In her address to the Institute of Chartered Accountants in England and Wales, SEC Commissioner Kara M. Stein spoke about the increasing demand by investors for information about social and governance concerns in this age of disruptive digital transformation. But the current accounting principles, she says, do not reflect this rising trend:
Accounting standards need to evolve to meet the needs of investors in the digital era. Isn’t it time we updated our metrics to provide this type of important information to investors? Wouldn’t investors – and companies, through increased investor confidence – benefit from having that information audited or evaluated by independent accountants? Are there other assurances that accountants could provide?
Imagine if such information had been readily available to Volkswagen investors. Now of course, what Volkswagen committed was corporate fraud, purposely hiding information from investors.

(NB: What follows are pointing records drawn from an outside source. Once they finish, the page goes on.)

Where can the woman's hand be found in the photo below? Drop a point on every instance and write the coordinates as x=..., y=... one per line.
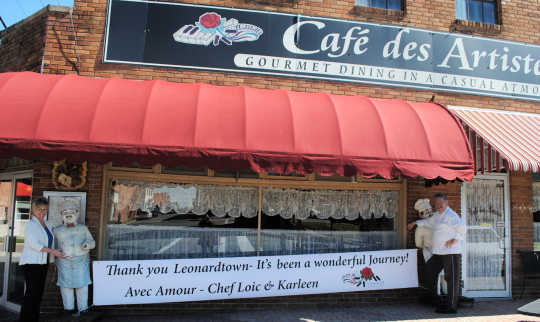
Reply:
x=58, y=253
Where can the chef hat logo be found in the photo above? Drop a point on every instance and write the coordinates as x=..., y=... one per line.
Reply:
x=422, y=205
x=67, y=203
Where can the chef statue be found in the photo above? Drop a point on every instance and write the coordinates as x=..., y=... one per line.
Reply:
x=423, y=238
x=73, y=270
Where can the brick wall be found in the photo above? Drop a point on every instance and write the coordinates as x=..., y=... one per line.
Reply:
x=22, y=45
x=521, y=212
x=89, y=20
x=520, y=20
x=41, y=181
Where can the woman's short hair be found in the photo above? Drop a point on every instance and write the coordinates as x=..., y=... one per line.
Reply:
x=40, y=201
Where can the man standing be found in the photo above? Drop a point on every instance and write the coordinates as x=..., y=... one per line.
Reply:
x=448, y=232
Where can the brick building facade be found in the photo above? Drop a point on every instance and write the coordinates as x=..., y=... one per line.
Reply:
x=61, y=40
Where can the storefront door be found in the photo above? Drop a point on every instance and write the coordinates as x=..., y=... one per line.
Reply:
x=15, y=194
x=486, y=251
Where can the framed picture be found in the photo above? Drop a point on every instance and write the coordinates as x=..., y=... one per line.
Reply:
x=54, y=216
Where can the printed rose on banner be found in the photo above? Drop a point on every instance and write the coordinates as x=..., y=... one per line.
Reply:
x=211, y=28
x=367, y=273
x=364, y=278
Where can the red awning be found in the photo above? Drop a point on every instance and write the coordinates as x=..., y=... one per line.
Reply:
x=150, y=122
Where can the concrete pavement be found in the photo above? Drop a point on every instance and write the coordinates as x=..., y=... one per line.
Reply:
x=483, y=311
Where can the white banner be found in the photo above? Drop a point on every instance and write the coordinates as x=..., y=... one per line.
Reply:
x=179, y=280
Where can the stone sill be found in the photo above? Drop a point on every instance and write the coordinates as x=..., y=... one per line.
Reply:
x=274, y=2
x=378, y=13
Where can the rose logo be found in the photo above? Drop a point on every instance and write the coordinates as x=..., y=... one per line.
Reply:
x=210, y=20
x=213, y=29
x=367, y=273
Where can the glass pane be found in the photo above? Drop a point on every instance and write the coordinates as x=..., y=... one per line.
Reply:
x=227, y=172
x=461, y=9
x=490, y=16
x=293, y=236
x=5, y=203
x=378, y=4
x=475, y=11
x=23, y=193
x=153, y=220
x=485, y=235
x=394, y=5
x=134, y=165
x=290, y=174
x=182, y=168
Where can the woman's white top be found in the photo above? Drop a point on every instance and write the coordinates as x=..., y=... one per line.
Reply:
x=35, y=238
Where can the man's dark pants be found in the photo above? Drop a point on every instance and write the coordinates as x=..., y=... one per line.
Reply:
x=452, y=268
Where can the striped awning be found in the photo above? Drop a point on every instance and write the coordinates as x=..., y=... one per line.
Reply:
x=511, y=135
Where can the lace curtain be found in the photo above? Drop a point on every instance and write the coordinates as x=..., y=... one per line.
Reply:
x=326, y=204
x=133, y=242
x=536, y=196
x=485, y=238
x=237, y=201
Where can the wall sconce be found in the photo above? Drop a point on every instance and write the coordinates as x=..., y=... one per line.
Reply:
x=113, y=194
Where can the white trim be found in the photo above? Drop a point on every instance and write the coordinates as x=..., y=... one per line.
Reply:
x=491, y=111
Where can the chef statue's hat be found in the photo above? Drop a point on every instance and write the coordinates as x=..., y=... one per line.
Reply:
x=423, y=207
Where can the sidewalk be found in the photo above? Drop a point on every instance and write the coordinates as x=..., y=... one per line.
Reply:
x=483, y=311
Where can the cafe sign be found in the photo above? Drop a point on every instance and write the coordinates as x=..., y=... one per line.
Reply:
x=180, y=280
x=249, y=41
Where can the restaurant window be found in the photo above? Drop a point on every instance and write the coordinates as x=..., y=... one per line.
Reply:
x=477, y=10
x=383, y=4
x=291, y=175
x=335, y=177
x=229, y=173
x=14, y=163
x=326, y=221
x=536, y=214
x=152, y=220
x=183, y=170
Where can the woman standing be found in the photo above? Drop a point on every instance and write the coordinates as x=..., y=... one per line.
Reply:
x=38, y=243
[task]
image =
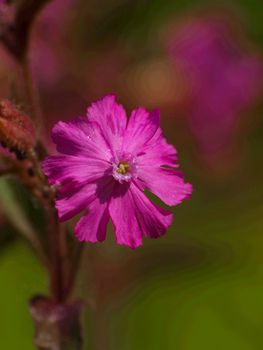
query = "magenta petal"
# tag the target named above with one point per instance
(112, 119)
(141, 128)
(80, 138)
(72, 199)
(61, 169)
(92, 227)
(158, 152)
(134, 216)
(168, 184)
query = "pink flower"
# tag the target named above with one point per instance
(106, 164)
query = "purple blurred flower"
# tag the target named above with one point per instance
(106, 164)
(224, 78)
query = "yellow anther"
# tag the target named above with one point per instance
(123, 168)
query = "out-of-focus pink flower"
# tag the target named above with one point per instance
(224, 78)
(106, 164)
(49, 51)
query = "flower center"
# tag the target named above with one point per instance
(123, 168)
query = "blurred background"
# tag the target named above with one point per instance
(201, 285)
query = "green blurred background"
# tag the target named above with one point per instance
(201, 285)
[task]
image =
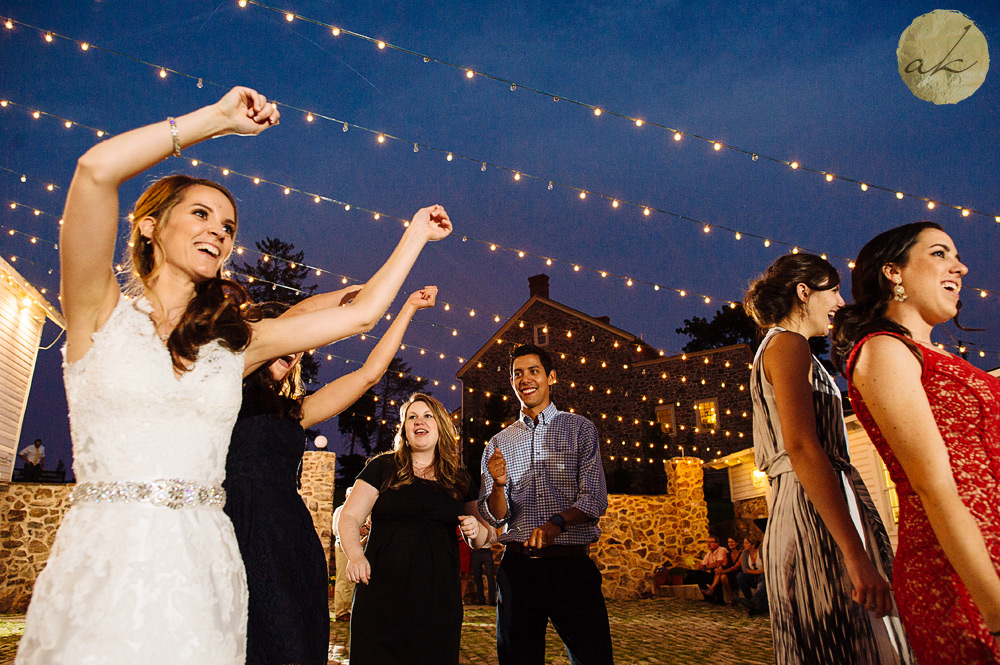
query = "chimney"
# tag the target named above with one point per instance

However as Howard Sherman, head of corporate governance business development at data-provider MSCI notes in a Financial Times article, investors could still have identified problems with the company long before the scandal broke.
"We have had concerns about VW for some time,” he said. “[The carmaker’s] corporate governance score [on an MSCI proprietary ranking] was already in the 28th percentile, which means it was lower than 72 per cent of companies globally."
ESG factors serve not only to achieve social goals, they can become indicators of a company’s long term performance as well. In the same article, Jeroen Bos, head of equity research at NN Investment Partners, says that the emissions scandal is a clear example of why environmental, social and governance factors need to be integrated in the investment process. He says,
"With a huge share price decline, an immediate €6.5bn provision taken and further actions expected, it again demonstrates that ESG factors can have a material impact not only on a company’s share price and near-term financials, but also on its longer-term reputation and business success."
Sustainability Accounting Standards Board (SASB, a Heron investee) is one such organization that aims to provide investors a true comparison of peer performance and benchmarking. By issuing provisional standards for different industries – such as Financials, Tech and Transportation – it enables companies to disclose sustainability information likely to be material. Information is power and SASB’s growing popularity in the U.S. will only lead to greater investor confidence and a renewed focus on ESG activities by companies.
This year, Heron made the decision of excluding CSR activities from ESG screenings as they can be a “false positive” for socially responsible business practices. Debacles such as this Volkswagen one show why that’s a smart move.